En guise de prologue, sur un rideau de scène est projeté un dessin naïf et coloré,puis un film commenté par la voix de François enfant où on voit le lancement de la fusée Titan, mêlé à des réminiscences des années soixante-dix: le jeu Pac-Man, Marie Myriam remportant le concours de l’Eurovision avec L’Oiseau et l’Enfant, des vues de la Terre prises par la NASA, des photos et films de la famille du garçon… Après cette entrée en matière nostalgique, le rideau s’ouvre sur un décor somptueux, signé Seymour Laval et Emmanuel Meirieu. À jardin, une forêt et des ruches, où s’activent l’apiculteur et son assistant. A cour, une décharge jonchée de déchets de plastique, où s’affairent deux hommes noirs: l’un fredonnant d’étranges mélopées, l’autre sondant le sol et exhumant des pierres tombales de fortune, pour reconstituer les sépultures des malheureux enterrés là. Il espère trouver celle de Willie Johnson car le guitariste autodidacte qui construisit son instrument avec des boîtes de cigares est l’idole de son fils.
Ces univers se répondent, discrètement enveloppés d’images projetées au lointain, sur des musiques de Raphaël Chambouvet qui s’est inspiré de morceaux du disque de la NASA. Une douce ambiance de fin du monde règne sur ces collines boisées où les acteurs évoluent dans un équilibre précaire, représentants d’une humanité blessée, dans un monde en souffrance.

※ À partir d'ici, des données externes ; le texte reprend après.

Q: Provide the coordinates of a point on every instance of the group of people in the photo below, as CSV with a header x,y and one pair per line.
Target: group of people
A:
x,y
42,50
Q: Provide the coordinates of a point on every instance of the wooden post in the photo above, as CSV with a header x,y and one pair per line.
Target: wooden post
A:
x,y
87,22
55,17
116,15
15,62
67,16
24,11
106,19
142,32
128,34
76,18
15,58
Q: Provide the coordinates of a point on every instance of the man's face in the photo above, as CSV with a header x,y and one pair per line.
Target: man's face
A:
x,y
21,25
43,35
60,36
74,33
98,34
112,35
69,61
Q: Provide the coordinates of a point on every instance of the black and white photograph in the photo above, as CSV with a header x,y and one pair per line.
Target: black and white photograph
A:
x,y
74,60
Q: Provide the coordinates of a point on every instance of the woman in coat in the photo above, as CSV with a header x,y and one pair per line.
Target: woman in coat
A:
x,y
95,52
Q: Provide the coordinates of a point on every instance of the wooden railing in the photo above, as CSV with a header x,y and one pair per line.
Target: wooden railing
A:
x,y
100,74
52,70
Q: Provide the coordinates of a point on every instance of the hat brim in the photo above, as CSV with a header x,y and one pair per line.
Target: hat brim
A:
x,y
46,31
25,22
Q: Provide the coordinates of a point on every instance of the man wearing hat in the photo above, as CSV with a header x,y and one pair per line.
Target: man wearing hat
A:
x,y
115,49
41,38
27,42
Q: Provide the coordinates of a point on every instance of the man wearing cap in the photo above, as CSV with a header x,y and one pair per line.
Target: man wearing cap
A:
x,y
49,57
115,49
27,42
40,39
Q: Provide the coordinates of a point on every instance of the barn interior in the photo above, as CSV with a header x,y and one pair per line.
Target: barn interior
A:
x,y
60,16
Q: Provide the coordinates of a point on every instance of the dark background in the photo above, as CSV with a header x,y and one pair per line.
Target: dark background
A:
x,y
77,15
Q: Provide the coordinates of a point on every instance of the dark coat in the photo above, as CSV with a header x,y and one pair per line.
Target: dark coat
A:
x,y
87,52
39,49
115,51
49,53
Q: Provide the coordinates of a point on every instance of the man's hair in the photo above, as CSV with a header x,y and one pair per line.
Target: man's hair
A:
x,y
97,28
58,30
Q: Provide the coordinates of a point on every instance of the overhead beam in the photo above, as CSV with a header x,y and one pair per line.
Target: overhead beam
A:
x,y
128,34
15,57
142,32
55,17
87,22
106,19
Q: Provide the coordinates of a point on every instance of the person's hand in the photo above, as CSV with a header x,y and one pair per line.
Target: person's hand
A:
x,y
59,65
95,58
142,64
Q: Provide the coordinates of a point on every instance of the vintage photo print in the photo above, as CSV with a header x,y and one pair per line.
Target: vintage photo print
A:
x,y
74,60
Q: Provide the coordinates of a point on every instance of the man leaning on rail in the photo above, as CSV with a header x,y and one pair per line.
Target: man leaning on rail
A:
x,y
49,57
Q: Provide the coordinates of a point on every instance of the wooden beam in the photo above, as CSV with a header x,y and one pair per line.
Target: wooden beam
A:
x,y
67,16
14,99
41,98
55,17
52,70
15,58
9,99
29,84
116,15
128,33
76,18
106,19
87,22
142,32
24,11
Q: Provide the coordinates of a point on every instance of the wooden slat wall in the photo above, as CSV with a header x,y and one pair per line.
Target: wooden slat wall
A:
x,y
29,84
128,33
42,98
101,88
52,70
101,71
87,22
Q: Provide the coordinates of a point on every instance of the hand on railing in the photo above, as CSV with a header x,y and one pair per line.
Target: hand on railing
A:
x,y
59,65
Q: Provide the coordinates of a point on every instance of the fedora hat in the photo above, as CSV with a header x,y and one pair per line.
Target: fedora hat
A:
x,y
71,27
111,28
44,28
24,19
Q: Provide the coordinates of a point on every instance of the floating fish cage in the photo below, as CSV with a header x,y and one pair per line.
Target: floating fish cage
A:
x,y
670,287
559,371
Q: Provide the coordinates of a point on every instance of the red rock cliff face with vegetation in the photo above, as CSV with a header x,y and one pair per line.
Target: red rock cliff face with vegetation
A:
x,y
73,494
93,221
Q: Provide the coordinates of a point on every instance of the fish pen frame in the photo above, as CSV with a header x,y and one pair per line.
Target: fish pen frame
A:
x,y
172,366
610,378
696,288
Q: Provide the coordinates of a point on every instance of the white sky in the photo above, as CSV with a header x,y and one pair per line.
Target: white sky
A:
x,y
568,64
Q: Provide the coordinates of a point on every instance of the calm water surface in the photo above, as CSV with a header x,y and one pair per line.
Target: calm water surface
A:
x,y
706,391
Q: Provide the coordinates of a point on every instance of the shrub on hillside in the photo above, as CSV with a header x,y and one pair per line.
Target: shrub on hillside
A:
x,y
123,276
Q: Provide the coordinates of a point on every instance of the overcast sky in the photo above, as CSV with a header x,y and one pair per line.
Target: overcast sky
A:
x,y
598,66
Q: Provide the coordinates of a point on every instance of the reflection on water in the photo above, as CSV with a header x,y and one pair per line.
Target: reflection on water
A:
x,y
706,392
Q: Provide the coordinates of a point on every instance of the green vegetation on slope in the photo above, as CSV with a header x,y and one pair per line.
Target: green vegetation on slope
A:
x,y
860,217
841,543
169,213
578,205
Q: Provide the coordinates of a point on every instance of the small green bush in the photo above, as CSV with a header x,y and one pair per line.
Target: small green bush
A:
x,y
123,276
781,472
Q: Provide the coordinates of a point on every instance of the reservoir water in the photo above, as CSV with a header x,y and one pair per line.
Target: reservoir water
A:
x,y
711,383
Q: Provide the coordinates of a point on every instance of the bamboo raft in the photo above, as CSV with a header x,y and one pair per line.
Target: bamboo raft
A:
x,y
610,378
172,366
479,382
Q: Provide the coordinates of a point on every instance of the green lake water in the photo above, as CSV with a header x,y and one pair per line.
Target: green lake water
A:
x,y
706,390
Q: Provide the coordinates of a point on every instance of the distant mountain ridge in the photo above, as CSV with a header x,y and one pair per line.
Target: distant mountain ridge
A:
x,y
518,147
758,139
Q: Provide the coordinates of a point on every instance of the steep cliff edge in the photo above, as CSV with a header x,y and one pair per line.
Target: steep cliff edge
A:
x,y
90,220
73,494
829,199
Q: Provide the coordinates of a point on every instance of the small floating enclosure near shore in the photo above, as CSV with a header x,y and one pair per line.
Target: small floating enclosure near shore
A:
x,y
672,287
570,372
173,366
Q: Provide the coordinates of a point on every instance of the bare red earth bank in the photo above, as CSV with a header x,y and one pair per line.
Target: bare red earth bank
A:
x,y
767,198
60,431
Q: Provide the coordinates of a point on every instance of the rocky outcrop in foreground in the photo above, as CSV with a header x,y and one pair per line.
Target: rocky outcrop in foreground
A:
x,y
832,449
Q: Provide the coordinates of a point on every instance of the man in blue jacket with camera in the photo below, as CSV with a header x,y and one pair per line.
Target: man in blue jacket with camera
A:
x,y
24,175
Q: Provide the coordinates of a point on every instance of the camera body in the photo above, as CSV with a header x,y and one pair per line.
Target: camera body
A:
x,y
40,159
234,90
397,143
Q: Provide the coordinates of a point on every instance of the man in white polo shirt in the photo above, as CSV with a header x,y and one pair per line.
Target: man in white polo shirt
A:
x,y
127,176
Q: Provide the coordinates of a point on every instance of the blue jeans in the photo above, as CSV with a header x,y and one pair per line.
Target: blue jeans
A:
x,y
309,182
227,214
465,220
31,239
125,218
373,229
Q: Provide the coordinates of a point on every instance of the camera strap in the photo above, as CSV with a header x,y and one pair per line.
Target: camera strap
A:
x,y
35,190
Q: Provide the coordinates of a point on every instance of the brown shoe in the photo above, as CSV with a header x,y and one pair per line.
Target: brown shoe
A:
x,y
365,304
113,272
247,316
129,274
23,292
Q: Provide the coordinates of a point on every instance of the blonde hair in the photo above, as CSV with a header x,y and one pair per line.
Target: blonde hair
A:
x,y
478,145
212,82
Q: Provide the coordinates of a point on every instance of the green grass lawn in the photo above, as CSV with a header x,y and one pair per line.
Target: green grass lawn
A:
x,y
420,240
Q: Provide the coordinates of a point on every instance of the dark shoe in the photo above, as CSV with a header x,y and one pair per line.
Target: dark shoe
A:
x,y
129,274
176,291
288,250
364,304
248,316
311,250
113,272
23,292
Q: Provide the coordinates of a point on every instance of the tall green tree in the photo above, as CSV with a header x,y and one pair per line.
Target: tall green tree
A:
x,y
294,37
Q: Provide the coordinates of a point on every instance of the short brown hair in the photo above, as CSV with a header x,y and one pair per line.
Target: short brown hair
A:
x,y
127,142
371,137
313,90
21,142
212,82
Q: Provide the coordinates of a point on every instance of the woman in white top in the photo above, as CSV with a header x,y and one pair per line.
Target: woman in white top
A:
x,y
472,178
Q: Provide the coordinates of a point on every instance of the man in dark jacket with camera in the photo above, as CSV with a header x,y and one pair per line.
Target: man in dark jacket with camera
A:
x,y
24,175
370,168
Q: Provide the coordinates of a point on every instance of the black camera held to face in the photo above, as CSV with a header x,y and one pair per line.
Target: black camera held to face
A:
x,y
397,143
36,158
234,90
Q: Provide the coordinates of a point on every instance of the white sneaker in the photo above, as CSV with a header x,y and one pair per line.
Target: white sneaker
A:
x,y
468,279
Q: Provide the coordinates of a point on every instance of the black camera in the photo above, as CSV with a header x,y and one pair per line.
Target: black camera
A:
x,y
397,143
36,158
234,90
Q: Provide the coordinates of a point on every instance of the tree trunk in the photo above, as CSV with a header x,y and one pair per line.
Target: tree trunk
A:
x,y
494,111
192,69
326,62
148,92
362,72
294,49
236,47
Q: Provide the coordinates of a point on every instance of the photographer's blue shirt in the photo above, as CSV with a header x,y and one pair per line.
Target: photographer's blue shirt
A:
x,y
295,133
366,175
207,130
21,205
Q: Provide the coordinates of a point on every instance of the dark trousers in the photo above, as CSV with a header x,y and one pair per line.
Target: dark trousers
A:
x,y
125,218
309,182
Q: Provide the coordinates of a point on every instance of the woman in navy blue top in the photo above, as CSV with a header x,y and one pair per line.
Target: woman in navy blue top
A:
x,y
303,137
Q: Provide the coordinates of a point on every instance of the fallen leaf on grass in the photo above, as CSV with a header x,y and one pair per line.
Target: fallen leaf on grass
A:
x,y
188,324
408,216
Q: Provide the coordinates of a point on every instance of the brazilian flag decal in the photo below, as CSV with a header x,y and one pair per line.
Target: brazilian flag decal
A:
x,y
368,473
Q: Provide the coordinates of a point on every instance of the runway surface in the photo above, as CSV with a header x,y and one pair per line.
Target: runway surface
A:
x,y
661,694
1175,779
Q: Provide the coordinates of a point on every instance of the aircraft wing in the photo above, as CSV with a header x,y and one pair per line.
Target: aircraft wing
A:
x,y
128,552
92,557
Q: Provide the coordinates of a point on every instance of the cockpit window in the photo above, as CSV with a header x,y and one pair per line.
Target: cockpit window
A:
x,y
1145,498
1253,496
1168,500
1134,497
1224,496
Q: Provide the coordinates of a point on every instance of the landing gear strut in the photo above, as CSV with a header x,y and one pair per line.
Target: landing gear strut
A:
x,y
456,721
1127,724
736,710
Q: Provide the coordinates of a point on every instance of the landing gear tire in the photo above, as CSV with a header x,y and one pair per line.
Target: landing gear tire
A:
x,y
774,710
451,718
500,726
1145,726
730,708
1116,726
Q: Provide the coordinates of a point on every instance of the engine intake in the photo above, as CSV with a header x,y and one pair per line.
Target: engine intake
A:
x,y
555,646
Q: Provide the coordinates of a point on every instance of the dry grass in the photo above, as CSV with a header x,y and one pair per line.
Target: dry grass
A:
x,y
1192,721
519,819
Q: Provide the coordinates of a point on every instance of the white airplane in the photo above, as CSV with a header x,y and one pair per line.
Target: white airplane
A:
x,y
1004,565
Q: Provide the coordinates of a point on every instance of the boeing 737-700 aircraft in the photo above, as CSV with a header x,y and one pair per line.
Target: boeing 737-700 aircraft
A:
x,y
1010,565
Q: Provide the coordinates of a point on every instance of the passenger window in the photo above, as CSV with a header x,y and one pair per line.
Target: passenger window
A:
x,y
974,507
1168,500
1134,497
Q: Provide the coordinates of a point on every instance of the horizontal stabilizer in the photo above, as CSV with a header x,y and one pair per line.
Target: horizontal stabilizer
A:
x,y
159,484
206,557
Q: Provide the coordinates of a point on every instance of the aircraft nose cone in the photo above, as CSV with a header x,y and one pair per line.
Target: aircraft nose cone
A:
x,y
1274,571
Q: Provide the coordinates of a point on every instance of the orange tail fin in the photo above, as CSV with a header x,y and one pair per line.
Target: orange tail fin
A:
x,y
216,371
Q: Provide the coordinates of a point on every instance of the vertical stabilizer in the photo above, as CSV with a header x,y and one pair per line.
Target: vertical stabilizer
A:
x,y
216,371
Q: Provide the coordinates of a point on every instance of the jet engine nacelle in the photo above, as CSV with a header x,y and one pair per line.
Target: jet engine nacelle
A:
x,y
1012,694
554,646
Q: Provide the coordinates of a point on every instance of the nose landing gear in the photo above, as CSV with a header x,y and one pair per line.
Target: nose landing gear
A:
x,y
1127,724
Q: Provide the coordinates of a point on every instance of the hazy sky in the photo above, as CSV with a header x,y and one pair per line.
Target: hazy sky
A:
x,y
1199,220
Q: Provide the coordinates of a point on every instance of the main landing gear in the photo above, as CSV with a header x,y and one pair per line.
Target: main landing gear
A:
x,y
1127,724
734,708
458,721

Cette pièce délicate et intelligente où rien n’est laissé au hasard s’essouffle, sans doute par manque de concision. Et le récit un peu mièvre de la fabrication du disque d’or a du mal à trouver sa place dans cette narration bipolaire. Mais ces destins croisés sur fond de conquête spatiale nous touchent.«Un petit pas pour l’homme, un grand bond pour l’humanité.» aurait dit Neil Armstrong, quand il a posé le pied sur la lune le 20 juillet 1969. Une utopie qui n’a plus cours aujourd’hui…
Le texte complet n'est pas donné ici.